Good question, I said. I’ll call back and I hung up before he could say no but really I knew I had hooked him in good and proper.

I dragged a girl from my department who I liked called Kim who I knew loved any opportunity to bond over bagels or boys because she was an only child but also bullied and was the only person needier than myself off to the side.

Did something happen to him as a child? I asked her

Who, Kevin?

Yes, Kevin.

I don’t think so, she said, but went to check with some of the others.

No, she said, we don’t think so, and I was happy for her that she was finally part of something.

I called my therapist back.

And? He said and I knew he had been waiting, unable to really give a shit about a skinny creepy dude skulking around in the shadows when there was Kevin now.

No, I said. Nothing happened to him as a child.

Fascinating, he said and then a long pause. I could hear screaming in the background then laughter, the appropriate ratio for Halloween.

I think this is really more about you, he said. As your therapist I think this is like how you don’t know what love is, or boundaries.

I know what love is, I said. I would have shouted it if I didn’t have a house full of people.

You think you do he said but you have never really experienced it, you told me that yourself.

But I know what love is, I said.

You think you do, he said, like most people, it’s not your fault. We get our ideas of love from movies and songs, but that’s not love.
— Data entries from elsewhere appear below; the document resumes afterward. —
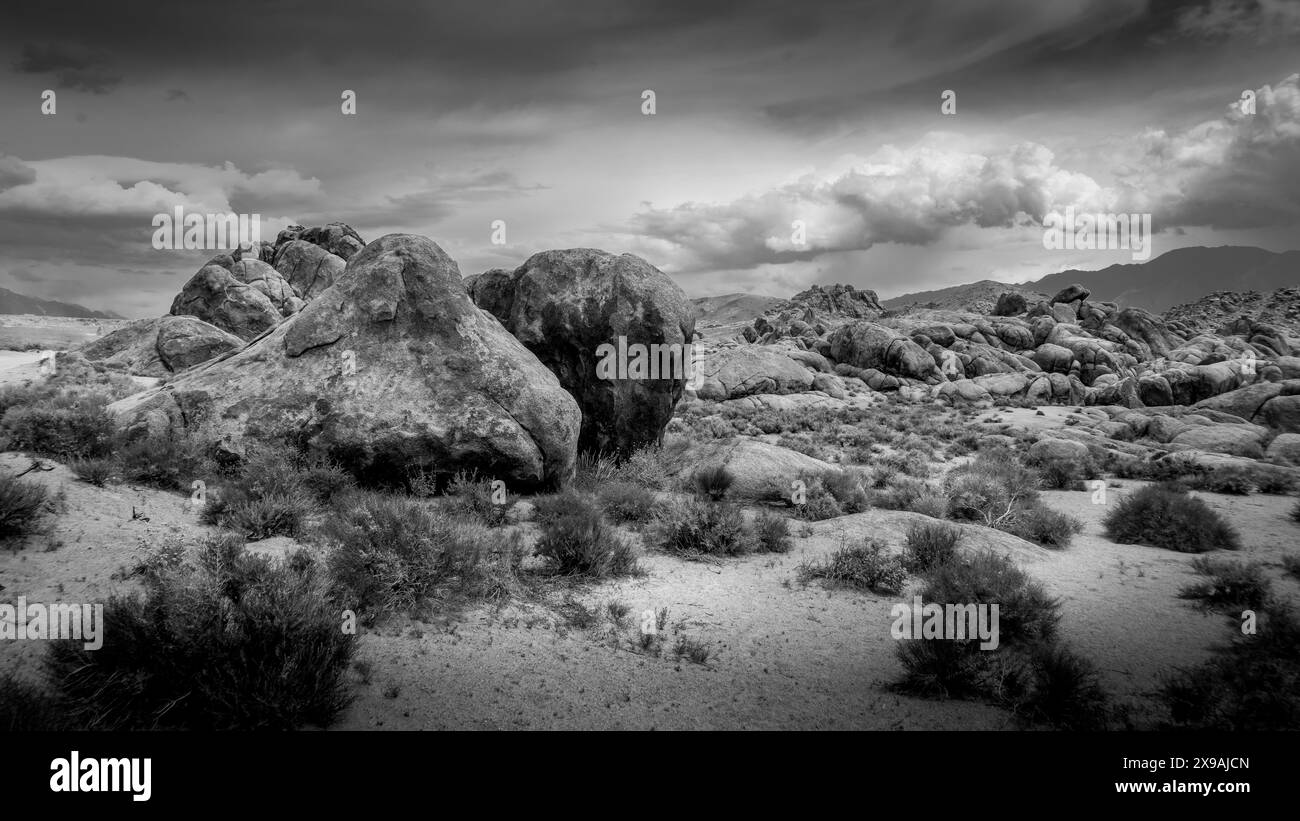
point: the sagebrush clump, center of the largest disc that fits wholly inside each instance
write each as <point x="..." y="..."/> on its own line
<point x="1168" y="516"/>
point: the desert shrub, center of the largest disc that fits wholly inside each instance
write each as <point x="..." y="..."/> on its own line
<point x="908" y="494"/>
<point x="991" y="489"/>
<point x="230" y="642"/>
<point x="1065" y="691"/>
<point x="713" y="481"/>
<point x="1060" y="474"/>
<point x="930" y="546"/>
<point x="27" y="707"/>
<point x="550" y="507"/>
<point x="170" y="463"/>
<point x="697" y="528"/>
<point x="1231" y="585"/>
<point x="472" y="496"/>
<point x="1248" y="685"/>
<point x="645" y="468"/>
<point x="1027" y="615"/>
<point x="324" y="479"/>
<point x="22" y="505"/>
<point x="865" y="567"/>
<point x="92" y="470"/>
<point x="594" y="469"/>
<point x="771" y="533"/>
<point x="581" y="543"/>
<point x="833" y="492"/>
<point x="913" y="463"/>
<point x="1168" y="516"/>
<point x="801" y="443"/>
<point x="624" y="502"/>
<point x="391" y="552"/>
<point x="1028" y="672"/>
<point x="278" y="513"/>
<point x="61" y="425"/>
<point x="1044" y="526"/>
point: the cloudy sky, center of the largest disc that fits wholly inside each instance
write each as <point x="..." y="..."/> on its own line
<point x="531" y="112"/>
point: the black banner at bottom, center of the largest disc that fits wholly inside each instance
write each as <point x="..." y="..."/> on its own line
<point x="333" y="770"/>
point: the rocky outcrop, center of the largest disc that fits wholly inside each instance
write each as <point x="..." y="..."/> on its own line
<point x="268" y="281"/>
<point x="577" y="308"/>
<point x="337" y="238"/>
<point x="216" y="296"/>
<point x="308" y="269"/>
<point x="391" y="369"/>
<point x="870" y="346"/>
<point x="741" y="372"/>
<point x="160" y="347"/>
<point x="1010" y="304"/>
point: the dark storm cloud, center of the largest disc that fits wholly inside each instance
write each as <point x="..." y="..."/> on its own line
<point x="14" y="172"/>
<point x="72" y="66"/>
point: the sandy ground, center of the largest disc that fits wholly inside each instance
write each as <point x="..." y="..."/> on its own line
<point x="781" y="655"/>
<point x="24" y="330"/>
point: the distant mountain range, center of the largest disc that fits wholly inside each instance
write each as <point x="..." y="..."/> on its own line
<point x="732" y="307"/>
<point x="17" y="303"/>
<point x="1173" y="278"/>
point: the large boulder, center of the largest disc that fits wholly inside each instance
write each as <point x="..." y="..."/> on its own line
<point x="741" y="372"/>
<point x="1148" y="330"/>
<point x="870" y="346"/>
<point x="216" y="296"/>
<point x="1231" y="439"/>
<point x="160" y="347"/>
<point x="393" y="369"/>
<point x="185" y="342"/>
<point x="337" y="238"/>
<point x="308" y="269"/>
<point x="269" y="282"/>
<point x="577" y="308"/>
<point x="759" y="469"/>
<point x="1283" y="413"/>
<point x="1010" y="304"/>
<point x="1069" y="294"/>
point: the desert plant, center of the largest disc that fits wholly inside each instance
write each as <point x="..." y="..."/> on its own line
<point x="930" y="546"/>
<point x="866" y="567"/>
<point x="167" y="461"/>
<point x="771" y="533"/>
<point x="1044" y="526"/>
<point x="92" y="470"/>
<point x="1231" y="585"/>
<point x="393" y="552"/>
<point x="702" y="529"/>
<point x="22" y="505"/>
<point x="991" y="489"/>
<point x="625" y="502"/>
<point x="469" y="495"/>
<point x="1248" y="685"/>
<point x="61" y="425"/>
<point x="713" y="481"/>
<point x="1168" y="516"/>
<point x="581" y="543"/>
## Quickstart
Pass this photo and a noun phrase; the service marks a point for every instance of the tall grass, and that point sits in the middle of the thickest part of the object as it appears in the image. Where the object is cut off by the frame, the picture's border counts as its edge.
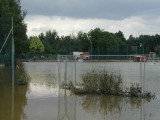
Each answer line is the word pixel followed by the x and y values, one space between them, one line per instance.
pixel 103 82
pixel 21 77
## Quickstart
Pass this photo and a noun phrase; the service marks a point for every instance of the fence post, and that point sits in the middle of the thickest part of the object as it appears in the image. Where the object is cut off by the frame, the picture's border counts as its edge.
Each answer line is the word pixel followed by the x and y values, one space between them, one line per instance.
pixel 141 80
pixel 65 73
pixel 75 70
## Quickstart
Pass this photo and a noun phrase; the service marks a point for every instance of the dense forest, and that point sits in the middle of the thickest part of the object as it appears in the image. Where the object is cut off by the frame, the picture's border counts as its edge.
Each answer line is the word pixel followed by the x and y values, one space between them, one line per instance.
pixel 97 41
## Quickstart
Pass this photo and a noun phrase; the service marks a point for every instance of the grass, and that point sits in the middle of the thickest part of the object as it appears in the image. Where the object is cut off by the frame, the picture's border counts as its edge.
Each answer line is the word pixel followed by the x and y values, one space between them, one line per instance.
pixel 21 77
pixel 103 82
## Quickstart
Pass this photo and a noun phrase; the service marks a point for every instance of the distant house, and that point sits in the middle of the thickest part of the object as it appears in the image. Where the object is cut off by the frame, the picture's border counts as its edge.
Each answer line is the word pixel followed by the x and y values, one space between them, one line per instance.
pixel 139 58
pixel 81 55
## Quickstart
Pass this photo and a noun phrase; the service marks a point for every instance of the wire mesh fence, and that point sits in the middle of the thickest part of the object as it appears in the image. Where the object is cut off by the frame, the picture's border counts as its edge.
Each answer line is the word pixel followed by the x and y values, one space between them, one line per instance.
pixel 132 71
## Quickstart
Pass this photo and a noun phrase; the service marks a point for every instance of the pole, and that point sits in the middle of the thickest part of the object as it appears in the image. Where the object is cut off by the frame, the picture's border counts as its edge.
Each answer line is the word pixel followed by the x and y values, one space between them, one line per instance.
pixel 91 48
pixel 13 65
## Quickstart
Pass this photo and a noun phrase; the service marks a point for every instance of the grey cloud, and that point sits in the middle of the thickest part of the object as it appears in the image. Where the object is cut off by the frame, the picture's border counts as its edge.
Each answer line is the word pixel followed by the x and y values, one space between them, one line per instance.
pixel 107 9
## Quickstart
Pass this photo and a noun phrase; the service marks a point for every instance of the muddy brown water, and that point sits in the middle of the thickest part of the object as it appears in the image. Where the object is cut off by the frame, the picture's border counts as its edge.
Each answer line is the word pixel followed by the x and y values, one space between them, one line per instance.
pixel 42 99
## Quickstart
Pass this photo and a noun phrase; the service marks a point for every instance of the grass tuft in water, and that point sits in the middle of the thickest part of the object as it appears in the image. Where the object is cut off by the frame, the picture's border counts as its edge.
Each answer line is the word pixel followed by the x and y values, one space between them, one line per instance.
pixel 103 82
pixel 21 77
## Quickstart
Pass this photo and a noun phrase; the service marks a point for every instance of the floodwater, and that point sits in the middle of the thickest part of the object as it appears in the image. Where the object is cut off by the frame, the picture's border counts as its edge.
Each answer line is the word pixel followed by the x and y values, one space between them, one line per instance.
pixel 43 100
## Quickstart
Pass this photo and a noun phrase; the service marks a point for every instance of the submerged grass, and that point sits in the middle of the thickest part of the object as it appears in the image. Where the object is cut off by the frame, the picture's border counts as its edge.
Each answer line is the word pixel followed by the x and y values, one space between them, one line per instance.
pixel 21 77
pixel 103 82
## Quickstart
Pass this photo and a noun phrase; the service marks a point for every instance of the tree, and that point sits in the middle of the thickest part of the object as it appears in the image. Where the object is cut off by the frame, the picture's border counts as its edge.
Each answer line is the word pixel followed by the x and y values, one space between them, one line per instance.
pixel 36 45
pixel 12 8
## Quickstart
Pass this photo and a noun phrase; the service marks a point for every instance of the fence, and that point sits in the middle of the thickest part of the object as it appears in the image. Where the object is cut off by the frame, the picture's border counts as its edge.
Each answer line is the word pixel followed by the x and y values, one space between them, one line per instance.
pixel 142 72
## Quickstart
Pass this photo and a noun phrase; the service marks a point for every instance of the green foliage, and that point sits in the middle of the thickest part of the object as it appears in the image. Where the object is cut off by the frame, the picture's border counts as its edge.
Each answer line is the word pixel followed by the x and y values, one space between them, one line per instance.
pixel 22 78
pixel 12 8
pixel 36 45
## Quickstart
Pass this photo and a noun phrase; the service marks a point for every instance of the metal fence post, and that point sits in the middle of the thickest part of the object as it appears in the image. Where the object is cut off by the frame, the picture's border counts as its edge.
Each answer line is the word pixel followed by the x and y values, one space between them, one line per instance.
pixel 65 73
pixel 75 70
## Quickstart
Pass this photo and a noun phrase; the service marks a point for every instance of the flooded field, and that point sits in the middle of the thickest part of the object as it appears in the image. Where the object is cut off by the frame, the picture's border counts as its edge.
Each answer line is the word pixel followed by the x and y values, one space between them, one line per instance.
pixel 42 99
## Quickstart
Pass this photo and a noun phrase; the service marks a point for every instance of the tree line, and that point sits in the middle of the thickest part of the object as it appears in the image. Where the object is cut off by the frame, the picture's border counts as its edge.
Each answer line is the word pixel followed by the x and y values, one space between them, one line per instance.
pixel 97 41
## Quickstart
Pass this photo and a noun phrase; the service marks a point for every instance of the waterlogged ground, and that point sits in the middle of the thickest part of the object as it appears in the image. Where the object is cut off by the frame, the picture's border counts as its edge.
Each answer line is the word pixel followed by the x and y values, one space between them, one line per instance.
pixel 42 100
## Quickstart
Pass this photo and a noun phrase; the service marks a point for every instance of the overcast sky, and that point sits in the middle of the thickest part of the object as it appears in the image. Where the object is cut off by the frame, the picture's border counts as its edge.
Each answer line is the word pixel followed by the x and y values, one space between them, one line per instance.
pixel 134 17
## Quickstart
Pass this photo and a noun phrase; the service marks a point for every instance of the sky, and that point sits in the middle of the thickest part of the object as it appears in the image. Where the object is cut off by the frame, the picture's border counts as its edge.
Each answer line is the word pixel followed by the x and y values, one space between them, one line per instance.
pixel 132 17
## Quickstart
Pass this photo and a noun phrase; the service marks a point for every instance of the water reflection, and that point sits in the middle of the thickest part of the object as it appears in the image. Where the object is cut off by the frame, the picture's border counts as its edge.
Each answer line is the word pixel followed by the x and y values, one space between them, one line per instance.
pixel 13 97
pixel 6 103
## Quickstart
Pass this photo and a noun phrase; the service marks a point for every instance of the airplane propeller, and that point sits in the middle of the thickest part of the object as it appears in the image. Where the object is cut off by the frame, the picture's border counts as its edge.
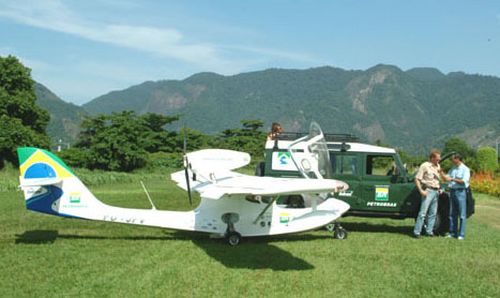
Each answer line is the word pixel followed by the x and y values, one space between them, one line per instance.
pixel 186 170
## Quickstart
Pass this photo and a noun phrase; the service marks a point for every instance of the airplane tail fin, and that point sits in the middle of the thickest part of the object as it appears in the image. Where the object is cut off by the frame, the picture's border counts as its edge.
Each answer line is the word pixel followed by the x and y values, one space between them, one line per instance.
pixel 50 186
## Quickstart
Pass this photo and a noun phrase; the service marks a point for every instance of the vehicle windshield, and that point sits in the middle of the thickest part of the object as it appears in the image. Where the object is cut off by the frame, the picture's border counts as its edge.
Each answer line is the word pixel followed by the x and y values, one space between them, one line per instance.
pixel 310 154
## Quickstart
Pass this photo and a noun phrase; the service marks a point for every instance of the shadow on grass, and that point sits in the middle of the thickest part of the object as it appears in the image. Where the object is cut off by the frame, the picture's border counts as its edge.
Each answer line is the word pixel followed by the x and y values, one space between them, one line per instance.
pixel 49 236
pixel 377 228
pixel 252 253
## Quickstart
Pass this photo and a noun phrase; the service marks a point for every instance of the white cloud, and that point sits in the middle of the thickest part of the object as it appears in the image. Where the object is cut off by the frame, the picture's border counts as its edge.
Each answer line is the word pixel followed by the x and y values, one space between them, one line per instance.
pixel 164 42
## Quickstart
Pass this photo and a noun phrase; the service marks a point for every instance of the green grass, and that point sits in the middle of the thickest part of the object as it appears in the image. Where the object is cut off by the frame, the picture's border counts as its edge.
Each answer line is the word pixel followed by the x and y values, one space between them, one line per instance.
pixel 43 255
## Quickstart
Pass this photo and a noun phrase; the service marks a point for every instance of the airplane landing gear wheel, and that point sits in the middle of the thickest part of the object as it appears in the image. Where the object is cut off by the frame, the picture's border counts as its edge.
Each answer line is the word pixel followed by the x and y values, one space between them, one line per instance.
pixel 340 233
pixel 233 238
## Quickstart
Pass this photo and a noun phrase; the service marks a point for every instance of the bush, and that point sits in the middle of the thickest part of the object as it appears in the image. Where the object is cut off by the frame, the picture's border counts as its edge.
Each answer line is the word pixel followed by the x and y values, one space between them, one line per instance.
pixel 486 183
pixel 163 160
pixel 487 159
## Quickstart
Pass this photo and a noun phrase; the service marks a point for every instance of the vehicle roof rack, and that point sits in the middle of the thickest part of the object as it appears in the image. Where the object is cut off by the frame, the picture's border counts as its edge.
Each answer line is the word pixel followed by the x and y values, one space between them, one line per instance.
pixel 329 137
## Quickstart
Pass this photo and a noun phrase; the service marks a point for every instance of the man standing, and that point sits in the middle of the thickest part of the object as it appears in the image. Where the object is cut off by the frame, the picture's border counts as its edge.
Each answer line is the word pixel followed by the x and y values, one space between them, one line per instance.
pixel 458 176
pixel 427 182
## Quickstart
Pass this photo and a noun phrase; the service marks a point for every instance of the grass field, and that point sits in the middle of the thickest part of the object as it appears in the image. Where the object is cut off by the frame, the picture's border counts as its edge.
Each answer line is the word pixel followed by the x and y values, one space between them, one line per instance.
pixel 43 255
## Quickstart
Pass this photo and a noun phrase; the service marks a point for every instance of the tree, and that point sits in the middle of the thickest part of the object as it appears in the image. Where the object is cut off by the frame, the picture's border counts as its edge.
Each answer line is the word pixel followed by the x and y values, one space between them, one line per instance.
pixel 121 141
pixel 249 139
pixel 460 146
pixel 22 121
pixel 487 159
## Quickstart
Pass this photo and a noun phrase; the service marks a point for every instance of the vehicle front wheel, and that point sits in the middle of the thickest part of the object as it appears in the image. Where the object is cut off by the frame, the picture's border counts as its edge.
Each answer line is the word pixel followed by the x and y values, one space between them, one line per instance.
pixel 233 238
pixel 340 233
pixel 442 223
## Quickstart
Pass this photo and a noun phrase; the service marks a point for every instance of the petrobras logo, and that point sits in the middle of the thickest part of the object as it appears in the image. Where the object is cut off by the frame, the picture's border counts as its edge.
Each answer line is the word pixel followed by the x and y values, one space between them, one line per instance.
pixel 282 161
pixel 74 197
pixel 381 204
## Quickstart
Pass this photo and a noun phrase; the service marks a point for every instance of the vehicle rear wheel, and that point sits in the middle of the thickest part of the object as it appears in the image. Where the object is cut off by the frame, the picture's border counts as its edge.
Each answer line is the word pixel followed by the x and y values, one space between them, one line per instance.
pixel 442 223
pixel 340 233
pixel 233 238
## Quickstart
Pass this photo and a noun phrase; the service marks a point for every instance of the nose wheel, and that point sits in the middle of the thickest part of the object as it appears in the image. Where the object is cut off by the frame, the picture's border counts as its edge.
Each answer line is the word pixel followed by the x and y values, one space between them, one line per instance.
pixel 338 231
pixel 232 237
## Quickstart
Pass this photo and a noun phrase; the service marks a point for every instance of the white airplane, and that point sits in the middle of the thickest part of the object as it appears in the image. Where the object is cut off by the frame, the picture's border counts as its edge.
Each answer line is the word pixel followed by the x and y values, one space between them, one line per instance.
pixel 232 205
But he doesn’t even know what Star Wars is, at all, I said, to remind him this was about Kevin and my own loveless life was not something I wanted to discuss in my bathroom on Halloween, or maybe it was the exact right time and some good spooky shit would happen that would result in me summoning some perfect demon boyfriend and I would end up knowing love by the end of the night.

I sat down on the edge of the bath, because I hated when you saw people in movies sit down on the toilet, even with lid shut, people were gross.

Why does he need to know, my therapist asked.

Because, I said, sounding like a child, forgetting I was in fact a grown and not just any grown up tonight but Princess Leia.

He’s happy enough, I take it, he said

I peered through the bathroom door at the bunch of misfits I had actively assembled in my living room. Kevin was eating popcorn and laughing at something, it could have been something in the corner of the room for all I knew, but he did seem pretty happy.

I guess, I said.

So I think this is about you more, my therapist said, all work and no play, even on Halloween.

You love Star Wars too, I said, reminding him this was about Star Wars more, not me, or Kevin even.

I felt a bit like crying then, dressed as Princess Leia, hiding in my own bathroom on Halloween, with no real or demon boyfriend or girlfriend anywhere in sight.

I’m dressed as Princess Leia, I said.

I thought you might be, he said, and I felt a little better having someone know me and yes, he said, I do love Star wars but I don’t care if anyone else does.

Is anyone else as bothered by this as you, he asked.

No, I said, but they’re all known for ages.

So you will come to accept it, he said.

I might not.

You will.

I won’t, I said, because I was clearly a child.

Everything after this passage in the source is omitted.